May is Mystery Month and I don't really like mysteries. I especially don't like the serial mysteries that involve some amateur sleuth in a small town with a disproportionate number of murders. It seems like a lot of library mysteries are of this type. People keep recommending them to me, and I keep not liking them. However, I do like to have a variety of genres on this blog, so I googled library mysteries and found this title. The description appealed to me because it looked supernatural, surreal, and, most decidedly, not part of a murder series. If you are a person who likes this genre I do have some posts which you can find here and here.

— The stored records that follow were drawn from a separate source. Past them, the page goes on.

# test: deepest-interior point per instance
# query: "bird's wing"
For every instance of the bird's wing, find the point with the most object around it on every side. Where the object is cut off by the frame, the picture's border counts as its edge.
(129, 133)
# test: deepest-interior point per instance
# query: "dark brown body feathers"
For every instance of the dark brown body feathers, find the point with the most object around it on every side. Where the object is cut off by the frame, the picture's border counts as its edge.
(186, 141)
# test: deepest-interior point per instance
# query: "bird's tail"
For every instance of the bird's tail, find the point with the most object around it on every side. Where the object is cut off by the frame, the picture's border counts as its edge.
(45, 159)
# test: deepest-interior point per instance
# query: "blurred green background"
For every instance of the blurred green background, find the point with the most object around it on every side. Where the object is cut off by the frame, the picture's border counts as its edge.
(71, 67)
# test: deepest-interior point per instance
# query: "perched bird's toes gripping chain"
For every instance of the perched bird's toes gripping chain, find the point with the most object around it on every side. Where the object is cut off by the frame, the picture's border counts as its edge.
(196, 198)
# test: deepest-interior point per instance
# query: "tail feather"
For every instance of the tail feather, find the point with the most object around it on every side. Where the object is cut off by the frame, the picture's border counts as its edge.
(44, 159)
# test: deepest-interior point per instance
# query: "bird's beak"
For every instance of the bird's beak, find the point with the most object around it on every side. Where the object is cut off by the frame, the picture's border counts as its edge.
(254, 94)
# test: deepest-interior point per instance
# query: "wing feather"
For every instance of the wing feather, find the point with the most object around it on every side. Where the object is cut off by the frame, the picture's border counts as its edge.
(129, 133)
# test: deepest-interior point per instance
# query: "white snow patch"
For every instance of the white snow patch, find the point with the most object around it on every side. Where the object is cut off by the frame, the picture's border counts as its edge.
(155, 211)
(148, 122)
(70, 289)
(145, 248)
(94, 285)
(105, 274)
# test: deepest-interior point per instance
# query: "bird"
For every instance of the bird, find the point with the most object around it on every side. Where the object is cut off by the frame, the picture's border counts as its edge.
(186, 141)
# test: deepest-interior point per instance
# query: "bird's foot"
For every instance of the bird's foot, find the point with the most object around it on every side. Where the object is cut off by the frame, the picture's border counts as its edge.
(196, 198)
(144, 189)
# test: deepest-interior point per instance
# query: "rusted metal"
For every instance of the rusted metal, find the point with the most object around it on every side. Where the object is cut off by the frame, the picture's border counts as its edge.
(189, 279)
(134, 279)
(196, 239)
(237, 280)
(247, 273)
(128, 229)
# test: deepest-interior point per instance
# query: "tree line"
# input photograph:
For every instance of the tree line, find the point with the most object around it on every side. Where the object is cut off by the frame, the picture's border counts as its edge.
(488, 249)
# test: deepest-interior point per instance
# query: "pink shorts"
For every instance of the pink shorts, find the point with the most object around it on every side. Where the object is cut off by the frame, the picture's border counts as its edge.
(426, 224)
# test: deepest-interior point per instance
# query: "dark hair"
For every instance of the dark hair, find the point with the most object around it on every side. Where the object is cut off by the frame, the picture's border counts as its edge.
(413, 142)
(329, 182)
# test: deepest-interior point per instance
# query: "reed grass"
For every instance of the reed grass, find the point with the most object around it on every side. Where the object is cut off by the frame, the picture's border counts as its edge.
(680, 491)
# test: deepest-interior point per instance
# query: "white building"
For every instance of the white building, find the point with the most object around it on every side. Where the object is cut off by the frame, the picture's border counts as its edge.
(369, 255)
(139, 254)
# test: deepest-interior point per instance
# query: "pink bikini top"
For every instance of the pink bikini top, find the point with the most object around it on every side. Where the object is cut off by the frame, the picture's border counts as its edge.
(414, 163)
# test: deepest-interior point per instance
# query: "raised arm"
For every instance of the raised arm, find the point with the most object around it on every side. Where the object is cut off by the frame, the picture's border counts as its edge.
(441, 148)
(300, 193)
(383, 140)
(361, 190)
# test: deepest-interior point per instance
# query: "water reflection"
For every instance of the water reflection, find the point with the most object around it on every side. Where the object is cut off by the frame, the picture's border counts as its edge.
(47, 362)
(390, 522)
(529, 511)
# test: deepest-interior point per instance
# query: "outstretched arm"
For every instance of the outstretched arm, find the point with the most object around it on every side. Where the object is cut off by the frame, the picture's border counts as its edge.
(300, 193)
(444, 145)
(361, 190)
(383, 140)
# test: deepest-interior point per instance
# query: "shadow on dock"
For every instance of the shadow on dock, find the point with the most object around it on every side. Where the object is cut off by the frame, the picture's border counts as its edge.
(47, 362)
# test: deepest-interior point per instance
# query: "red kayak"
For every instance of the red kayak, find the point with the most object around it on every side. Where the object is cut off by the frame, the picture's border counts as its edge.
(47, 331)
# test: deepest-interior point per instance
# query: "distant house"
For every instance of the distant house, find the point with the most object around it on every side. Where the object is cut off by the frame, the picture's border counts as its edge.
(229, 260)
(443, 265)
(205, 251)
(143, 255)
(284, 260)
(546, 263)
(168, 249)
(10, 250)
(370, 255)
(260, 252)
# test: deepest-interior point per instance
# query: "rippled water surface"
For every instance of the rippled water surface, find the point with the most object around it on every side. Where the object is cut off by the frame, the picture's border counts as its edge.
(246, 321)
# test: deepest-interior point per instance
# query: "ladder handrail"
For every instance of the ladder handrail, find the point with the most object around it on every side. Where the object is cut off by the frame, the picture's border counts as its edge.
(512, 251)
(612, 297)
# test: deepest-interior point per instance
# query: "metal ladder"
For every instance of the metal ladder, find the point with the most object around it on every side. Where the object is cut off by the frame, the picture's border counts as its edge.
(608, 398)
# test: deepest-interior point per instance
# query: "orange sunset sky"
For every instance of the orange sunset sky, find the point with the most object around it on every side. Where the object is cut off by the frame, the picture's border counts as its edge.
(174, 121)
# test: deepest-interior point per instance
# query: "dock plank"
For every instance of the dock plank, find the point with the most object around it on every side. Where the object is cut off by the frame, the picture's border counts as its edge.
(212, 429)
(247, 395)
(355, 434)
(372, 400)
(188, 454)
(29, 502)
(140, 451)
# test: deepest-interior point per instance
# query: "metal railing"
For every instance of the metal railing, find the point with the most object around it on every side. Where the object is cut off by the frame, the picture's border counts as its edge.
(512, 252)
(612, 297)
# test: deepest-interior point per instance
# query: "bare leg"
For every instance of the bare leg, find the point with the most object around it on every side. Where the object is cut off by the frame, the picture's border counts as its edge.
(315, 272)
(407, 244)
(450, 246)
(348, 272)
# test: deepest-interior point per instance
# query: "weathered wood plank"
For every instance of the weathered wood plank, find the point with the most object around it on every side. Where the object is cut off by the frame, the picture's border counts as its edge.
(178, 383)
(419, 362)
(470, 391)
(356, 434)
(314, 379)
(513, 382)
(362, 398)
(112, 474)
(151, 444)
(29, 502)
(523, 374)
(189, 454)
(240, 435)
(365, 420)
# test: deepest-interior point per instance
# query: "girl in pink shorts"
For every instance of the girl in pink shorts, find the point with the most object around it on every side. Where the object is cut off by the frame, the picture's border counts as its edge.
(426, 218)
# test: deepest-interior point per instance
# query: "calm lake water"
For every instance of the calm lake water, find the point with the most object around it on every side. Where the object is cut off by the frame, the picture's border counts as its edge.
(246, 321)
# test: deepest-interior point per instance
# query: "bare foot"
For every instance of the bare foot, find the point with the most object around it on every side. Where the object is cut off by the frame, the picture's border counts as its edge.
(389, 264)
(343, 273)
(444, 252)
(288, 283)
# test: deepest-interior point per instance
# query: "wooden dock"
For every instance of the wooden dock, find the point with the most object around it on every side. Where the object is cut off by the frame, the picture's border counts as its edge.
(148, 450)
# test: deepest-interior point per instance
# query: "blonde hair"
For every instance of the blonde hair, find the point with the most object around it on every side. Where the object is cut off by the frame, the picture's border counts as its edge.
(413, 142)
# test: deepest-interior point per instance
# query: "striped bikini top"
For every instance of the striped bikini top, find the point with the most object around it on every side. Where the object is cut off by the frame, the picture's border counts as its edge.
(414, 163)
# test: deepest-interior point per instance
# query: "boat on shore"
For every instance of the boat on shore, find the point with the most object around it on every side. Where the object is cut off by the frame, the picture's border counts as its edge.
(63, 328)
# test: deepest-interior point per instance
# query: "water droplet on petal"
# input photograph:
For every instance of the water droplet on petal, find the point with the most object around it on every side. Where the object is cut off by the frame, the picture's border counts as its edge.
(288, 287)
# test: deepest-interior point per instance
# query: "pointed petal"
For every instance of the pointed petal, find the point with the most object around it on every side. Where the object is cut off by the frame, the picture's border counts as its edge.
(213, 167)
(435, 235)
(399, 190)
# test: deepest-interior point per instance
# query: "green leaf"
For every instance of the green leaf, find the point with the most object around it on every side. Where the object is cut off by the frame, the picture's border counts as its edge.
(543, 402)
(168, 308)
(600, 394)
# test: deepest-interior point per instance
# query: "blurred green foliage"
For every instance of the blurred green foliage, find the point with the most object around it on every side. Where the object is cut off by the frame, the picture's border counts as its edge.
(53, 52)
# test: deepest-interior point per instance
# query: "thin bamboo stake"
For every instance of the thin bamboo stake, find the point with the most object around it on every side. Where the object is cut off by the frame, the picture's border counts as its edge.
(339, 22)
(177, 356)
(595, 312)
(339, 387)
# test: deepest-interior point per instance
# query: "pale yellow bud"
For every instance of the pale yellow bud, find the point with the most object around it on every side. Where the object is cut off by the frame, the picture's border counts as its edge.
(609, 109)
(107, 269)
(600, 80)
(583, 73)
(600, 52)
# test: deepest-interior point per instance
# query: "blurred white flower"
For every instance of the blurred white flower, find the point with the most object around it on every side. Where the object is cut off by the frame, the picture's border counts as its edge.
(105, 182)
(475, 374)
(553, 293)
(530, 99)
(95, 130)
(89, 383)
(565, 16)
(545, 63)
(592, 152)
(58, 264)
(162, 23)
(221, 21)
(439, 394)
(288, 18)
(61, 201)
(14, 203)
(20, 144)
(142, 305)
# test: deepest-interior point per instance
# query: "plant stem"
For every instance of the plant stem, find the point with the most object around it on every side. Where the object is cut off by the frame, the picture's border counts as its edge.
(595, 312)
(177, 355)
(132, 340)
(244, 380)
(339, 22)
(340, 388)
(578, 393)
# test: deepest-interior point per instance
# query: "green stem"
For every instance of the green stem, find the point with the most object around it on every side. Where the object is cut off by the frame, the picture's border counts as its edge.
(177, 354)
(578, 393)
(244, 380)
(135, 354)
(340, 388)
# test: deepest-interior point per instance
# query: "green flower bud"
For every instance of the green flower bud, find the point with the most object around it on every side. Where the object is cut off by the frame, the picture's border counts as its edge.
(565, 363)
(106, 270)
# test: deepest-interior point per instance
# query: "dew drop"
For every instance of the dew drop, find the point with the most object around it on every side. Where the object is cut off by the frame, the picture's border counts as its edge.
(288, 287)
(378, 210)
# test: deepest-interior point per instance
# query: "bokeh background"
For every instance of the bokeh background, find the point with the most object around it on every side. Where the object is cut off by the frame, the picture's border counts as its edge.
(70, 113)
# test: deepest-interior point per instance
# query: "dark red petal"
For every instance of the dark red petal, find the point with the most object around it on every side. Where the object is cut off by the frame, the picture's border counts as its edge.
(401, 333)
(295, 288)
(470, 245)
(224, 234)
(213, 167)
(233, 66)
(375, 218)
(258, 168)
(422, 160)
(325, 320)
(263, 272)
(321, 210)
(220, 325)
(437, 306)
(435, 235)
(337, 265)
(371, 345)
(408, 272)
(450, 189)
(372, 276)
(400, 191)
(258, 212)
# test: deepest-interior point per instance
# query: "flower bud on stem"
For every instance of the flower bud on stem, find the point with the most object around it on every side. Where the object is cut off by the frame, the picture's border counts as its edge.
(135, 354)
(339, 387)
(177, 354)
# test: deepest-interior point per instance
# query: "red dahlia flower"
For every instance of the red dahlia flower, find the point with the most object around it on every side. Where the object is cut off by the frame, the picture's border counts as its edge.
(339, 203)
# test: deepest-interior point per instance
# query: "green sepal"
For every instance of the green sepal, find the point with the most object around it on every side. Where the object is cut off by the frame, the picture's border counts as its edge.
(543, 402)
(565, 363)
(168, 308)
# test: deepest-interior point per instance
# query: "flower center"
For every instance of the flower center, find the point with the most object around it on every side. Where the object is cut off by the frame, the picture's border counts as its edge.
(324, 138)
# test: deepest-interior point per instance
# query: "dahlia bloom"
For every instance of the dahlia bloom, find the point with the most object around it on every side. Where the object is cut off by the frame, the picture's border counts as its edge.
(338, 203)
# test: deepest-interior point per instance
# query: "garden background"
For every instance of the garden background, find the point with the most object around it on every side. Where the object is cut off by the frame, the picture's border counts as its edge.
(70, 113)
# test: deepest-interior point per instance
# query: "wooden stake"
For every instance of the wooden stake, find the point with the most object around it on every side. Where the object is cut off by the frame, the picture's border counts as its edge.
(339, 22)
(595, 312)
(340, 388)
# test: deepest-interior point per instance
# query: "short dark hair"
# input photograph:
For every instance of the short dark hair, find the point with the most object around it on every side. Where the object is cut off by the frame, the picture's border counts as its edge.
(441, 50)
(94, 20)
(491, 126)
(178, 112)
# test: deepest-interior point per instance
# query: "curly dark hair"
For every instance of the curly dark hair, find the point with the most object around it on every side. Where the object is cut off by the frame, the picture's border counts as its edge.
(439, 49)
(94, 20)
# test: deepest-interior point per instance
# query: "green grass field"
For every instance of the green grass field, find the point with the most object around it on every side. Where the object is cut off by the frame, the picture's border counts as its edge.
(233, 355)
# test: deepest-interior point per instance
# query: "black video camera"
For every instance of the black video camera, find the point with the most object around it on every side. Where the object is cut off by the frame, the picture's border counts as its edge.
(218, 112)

It turned out that much of what takes place in this dystopian novel is rather prescient. A mysterious disease causes people to lose their shadows, and eventually their memories. Quarantines, food shortages, suspicion and fear abound. Shadowless people not only lose their own memories, but memories of virtually everything. Some don't remember how to eat, to read, or to talk. Women don't understand what their periods are (and as a bonus have no idea that they'd been taught to be ashamed of them). Shadowless also eventually forget that there are laws of physics, and once they forget that, they can simply ignore those laws. People can mutate themselves and others; prison cells become their own means of escape.
I read quite a bit of this without seeing anything about a library, so I naturally grew concerned that I'd been duped. Fortunately, I was reading an e-version of the book which allowed me to search easily for the word library to find out if indeed this were a library-centric book. Although the first instance of the word doesn't show up until about 40% in, it then becomes quite important. The Martin Luther King, Jr. Memorial Library in Washington, DC is the location of a battle for books between the shadowed and the shadowless. Of no surprise to this librarian the books ultimately prove to be the salvation of all.